The housing meltdown has much broader effects on the economy and on trucking, unfortunately. When homebuilders cancel a new development, that cuts into demand for a wide variety of nonresidential construction projects and the materials hauled to build them. When house values stall, local property tax receipts suffer, forcing school districts and local governments to trim spending.

Yet the economy expanded between July and September at the fastest rate in a year and a half. Real GDP rose 3.9%, up from 3.8% in the second quarter, the Bureau of Economic Analysis reported on October 31. Although no economist expects that rate to be sustained, it now seems less likely that the housing crash or credit-market turmoil that hit last summer will tip the economy into recession.

What is propelling the expansion? Energy, for one. Record-high oil prices have encouraged development and construction of oil refineries, ethanol and biodiesel plants, wind farms and solar arrays. Demand for corn to stoke the ethanol distilleries, in turn, is contributing to high farm income and demand for farm machinery, fertilizer, and other truck-borne products.

Nonresidential construction has been another big contributor to GDP growth, in spite of the drag from housing-related cutbacks. In addition to energy projects, hospital and higher-education facilities have been sprouting all over, and power-plant and transmission-line construction is just beginning to rev up. All of these categories are relatively immune to either housing or financial-market woes and should stay vibrant in 2008. In contrast, three types of projects that were strong in 2007 are vulnerable to the tighter lending standards now showing up: retail, office and hotels.
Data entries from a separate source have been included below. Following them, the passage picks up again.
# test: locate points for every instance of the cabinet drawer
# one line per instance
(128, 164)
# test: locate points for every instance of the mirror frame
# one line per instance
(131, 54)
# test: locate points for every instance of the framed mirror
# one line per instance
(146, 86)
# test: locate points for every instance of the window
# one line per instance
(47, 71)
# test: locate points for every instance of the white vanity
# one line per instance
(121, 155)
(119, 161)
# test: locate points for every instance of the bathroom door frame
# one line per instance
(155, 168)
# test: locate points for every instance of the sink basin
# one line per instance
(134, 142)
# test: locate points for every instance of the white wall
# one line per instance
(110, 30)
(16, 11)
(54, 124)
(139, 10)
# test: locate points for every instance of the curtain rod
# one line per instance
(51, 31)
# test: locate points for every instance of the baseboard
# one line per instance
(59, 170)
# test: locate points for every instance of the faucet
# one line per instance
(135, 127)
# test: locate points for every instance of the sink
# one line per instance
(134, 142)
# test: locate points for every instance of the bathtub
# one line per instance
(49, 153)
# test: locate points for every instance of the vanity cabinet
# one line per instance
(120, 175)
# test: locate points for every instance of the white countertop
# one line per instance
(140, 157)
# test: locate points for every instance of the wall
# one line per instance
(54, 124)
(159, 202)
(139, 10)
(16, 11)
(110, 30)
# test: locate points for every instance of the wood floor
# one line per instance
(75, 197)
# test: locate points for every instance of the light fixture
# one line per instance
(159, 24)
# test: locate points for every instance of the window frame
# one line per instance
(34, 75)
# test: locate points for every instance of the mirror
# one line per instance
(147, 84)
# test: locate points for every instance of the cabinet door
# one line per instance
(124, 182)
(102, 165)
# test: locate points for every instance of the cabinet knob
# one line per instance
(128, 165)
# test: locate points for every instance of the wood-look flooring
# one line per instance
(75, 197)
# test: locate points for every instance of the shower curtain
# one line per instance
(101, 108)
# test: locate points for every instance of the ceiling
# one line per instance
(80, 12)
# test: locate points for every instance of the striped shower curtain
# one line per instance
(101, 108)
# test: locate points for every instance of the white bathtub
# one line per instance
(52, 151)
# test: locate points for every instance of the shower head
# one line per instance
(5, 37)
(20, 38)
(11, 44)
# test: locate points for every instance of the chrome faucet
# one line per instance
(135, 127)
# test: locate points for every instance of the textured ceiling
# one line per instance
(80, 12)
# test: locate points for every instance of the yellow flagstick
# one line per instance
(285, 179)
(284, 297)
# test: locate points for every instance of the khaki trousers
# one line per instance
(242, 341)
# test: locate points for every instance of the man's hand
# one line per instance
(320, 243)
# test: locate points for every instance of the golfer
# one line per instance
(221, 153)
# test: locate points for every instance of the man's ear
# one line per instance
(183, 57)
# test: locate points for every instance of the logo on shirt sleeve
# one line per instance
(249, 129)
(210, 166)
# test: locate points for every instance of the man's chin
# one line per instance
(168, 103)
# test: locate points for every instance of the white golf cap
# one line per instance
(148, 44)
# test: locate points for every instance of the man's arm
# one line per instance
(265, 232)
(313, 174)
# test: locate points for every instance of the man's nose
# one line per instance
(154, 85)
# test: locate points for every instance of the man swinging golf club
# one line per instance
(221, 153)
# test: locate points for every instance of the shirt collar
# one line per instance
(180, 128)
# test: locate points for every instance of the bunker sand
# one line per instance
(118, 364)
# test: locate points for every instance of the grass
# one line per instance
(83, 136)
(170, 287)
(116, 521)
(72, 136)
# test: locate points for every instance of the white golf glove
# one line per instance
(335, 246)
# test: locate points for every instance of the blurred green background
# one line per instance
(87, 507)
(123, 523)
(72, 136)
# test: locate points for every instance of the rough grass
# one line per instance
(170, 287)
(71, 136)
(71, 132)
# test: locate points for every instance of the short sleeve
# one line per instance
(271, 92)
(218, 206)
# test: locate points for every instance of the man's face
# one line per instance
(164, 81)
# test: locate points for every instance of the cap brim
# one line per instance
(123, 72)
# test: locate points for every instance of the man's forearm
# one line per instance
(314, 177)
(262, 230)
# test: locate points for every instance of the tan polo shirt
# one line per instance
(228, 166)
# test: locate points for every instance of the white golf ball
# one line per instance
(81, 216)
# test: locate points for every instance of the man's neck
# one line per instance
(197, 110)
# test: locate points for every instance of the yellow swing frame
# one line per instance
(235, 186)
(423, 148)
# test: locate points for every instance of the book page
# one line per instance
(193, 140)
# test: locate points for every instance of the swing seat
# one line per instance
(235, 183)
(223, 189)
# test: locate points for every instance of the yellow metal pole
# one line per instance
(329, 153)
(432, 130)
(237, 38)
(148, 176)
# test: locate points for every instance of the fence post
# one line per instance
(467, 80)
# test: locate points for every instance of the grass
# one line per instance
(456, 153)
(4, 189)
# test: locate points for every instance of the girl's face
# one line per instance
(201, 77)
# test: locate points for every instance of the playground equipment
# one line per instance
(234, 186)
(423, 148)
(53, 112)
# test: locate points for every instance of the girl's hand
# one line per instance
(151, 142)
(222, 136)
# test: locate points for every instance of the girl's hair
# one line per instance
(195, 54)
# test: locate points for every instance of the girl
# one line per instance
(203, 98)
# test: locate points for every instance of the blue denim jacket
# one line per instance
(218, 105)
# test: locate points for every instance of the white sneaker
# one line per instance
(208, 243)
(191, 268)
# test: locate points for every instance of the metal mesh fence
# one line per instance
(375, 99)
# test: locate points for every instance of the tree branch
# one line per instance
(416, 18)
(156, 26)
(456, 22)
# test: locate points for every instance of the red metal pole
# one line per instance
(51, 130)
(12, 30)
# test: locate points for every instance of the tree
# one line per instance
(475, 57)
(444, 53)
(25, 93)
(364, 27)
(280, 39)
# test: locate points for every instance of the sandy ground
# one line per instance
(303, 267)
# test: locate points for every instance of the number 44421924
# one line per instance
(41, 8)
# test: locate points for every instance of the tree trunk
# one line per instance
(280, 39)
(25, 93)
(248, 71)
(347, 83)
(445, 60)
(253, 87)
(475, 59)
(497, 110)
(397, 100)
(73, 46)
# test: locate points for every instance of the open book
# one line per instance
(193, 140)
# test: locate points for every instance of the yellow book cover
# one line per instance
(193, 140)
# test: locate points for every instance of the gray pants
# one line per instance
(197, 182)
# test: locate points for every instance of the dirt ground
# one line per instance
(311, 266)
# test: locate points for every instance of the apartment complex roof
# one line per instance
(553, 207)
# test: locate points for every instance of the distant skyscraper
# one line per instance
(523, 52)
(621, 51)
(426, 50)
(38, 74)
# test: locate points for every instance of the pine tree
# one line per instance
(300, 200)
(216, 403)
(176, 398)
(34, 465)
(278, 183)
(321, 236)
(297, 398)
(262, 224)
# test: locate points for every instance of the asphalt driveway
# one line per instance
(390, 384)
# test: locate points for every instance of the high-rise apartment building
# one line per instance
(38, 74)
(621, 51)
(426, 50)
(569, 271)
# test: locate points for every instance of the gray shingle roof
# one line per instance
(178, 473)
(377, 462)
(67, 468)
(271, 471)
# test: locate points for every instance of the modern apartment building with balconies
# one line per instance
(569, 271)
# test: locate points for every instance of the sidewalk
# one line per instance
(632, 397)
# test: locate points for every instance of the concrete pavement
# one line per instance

The plunging dollar also has varied implications for trucking. The Canadian dollar recently approached highs against the greenback not seen since the Civil War. That makes Canadian products much less competitive and will cut southbound freight from Canada. By the same token, exports to Canada will grow next year. Similar changes will happen with traffic across the Pacific and Atlantic. Carriers distributing goods or hauling containers from abroad will have slimmer pickings, but trucks heading to ports will be fuller.

The bottom line: The economy should keep growing, with real GDP rising each quarter at a 2%-3% annual rate. Inflation, unemployment and interest rates will remain tame. But fuel costs will be brutal and freight patterns will differ substantially from 2007.